- Directed by: Jim Wynorski
- Written by: Jim Wynorski
- Release date: 2005;
- Country: United States
- Language: English

= The Witches of Breastwick =

The Witches of Breastwick is a 2005 softcore erotic parody film directed by Jim Wynorski. It is loosely based on the 1987 film The Witches of Eastwick. The cast includes Joe Souza and Stormy Daniels.

==Premise==
The film is loosely based on the plot of The Witches of Eastwick, which it parodies. It revolves around a married couple who get involved with three witches.

== Plot ==
David Carter has recurring sexual nightmares in which he sees an unknown house. His wife Tiffany helps him identify and locate the place in the hope that seeing it in reality will free his mind. During their enquiries, the couple meets three women David has seen in his nightmares. They happen to be witches who wish them harm.

==Cast==
- Joe Souza as David Carter
- Monique Parent as Tiffany Carter
- John Henry Richardson as Dr. Richards
- Jodie Moore as Doctor's Assistant
- Glori-Anne Gilbert as Rebecca
- Stormy Daniels as Felicia
- Julie K. Smith as Lola
- Taimie Hannum as Holly
- Antonia Dorian as LaCaCanya

== Production ==
The Witches of Breastwick was shot in three days. The cast includes Joe Souza in the main role and Stormy Daniels, in one of her non-hardcore roles.

==Reception==
The making of The Witches of Breastwick was the subject of the documentary Popatopolis. The Witches of Breastwick was repeatedly included in lists of infamous movies, for example as "one of the most ridiculous softcore films" or as one of the worst horror movies.

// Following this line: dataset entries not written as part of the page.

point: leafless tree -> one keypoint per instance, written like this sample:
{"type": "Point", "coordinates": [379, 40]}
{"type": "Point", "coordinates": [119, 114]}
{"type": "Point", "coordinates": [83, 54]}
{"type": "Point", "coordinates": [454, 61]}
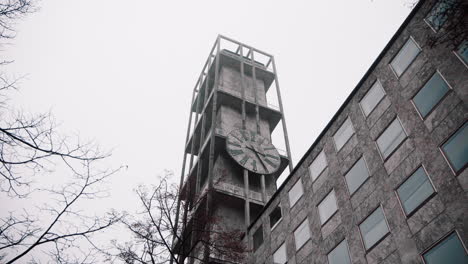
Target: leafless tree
{"type": "Point", "coordinates": [152, 231]}
{"type": "Point", "coordinates": [45, 177]}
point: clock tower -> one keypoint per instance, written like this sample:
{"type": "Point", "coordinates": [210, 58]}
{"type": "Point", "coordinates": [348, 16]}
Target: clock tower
{"type": "Point", "coordinates": [231, 157]}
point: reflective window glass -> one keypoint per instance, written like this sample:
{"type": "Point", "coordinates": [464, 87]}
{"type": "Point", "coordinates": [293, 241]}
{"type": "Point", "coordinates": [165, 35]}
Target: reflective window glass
{"type": "Point", "coordinates": [356, 175]}
{"type": "Point", "coordinates": [302, 234]}
{"type": "Point", "coordinates": [373, 228]}
{"type": "Point", "coordinates": [450, 250]}
{"type": "Point", "coordinates": [295, 193]}
{"type": "Point", "coordinates": [340, 254]}
{"type": "Point", "coordinates": [456, 148]}
{"type": "Point", "coordinates": [430, 94]}
{"type": "Point", "coordinates": [318, 165]}
{"type": "Point", "coordinates": [279, 257]}
{"type": "Point", "coordinates": [405, 57]}
{"type": "Point", "coordinates": [372, 98]}
{"type": "Point", "coordinates": [327, 207]}
{"type": "Point", "coordinates": [391, 138]}
{"type": "Point", "coordinates": [343, 134]}
{"type": "Point", "coordinates": [415, 190]}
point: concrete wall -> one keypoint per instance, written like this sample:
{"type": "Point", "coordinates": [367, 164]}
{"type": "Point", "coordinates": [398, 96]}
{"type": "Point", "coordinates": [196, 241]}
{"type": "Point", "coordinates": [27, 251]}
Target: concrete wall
{"type": "Point", "coordinates": [409, 236]}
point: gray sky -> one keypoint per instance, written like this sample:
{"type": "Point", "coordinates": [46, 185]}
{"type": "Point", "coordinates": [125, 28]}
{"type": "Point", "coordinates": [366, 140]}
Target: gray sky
{"type": "Point", "coordinates": [122, 72]}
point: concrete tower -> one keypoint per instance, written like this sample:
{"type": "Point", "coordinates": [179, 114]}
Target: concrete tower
{"type": "Point", "coordinates": [230, 166]}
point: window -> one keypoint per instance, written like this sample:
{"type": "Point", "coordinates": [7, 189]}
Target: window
{"type": "Point", "coordinates": [327, 207]}
{"type": "Point", "coordinates": [391, 138]}
{"type": "Point", "coordinates": [430, 94]}
{"type": "Point", "coordinates": [279, 257]}
{"type": "Point", "coordinates": [449, 250]}
{"type": "Point", "coordinates": [462, 51]}
{"type": "Point", "coordinates": [374, 228]}
{"type": "Point", "coordinates": [275, 217]}
{"type": "Point", "coordinates": [340, 254]}
{"type": "Point", "coordinates": [318, 165]}
{"type": "Point", "coordinates": [343, 134]}
{"type": "Point", "coordinates": [258, 238]}
{"type": "Point", "coordinates": [302, 234]}
{"type": "Point", "coordinates": [372, 98]}
{"type": "Point", "coordinates": [295, 193]}
{"type": "Point", "coordinates": [456, 149]}
{"type": "Point", "coordinates": [415, 190]}
{"type": "Point", "coordinates": [439, 13]}
{"type": "Point", "coordinates": [357, 175]}
{"type": "Point", "coordinates": [405, 57]}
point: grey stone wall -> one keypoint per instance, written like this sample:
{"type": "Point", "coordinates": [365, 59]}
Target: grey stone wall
{"type": "Point", "coordinates": [409, 236]}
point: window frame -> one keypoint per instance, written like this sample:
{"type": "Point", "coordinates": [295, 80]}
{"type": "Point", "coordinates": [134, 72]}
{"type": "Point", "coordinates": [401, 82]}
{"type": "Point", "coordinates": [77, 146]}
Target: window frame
{"type": "Point", "coordinates": [337, 244]}
{"type": "Point", "coordinates": [285, 252]}
{"type": "Point", "coordinates": [333, 214]}
{"type": "Point", "coordinates": [321, 172]}
{"type": "Point", "coordinates": [349, 169]}
{"type": "Point", "coordinates": [279, 220]}
{"type": "Point", "coordinates": [291, 205]}
{"type": "Point", "coordinates": [399, 50]}
{"type": "Point", "coordinates": [377, 104]}
{"type": "Point", "coordinates": [398, 146]}
{"type": "Point", "coordinates": [380, 239]}
{"type": "Point", "coordinates": [437, 242]}
{"type": "Point", "coordinates": [348, 139]}
{"type": "Point", "coordinates": [455, 51]}
{"type": "Point", "coordinates": [294, 233]}
{"type": "Point", "coordinates": [425, 200]}
{"type": "Point", "coordinates": [456, 173]}
{"type": "Point", "coordinates": [450, 90]}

A review at the French website Horreur.com wrote: "Unfortunately, the film seems to focus solely on the opulent breasts on display. [...] Russ Meyer without kitsch?"

== Home media ==
The film was released on DVD in 2008 as a double feature, with Vampire Call Girls.

==Sequel==
The Witches of Breastwick film resulted in a sequel, The Witches of Breastwick 2 (2005).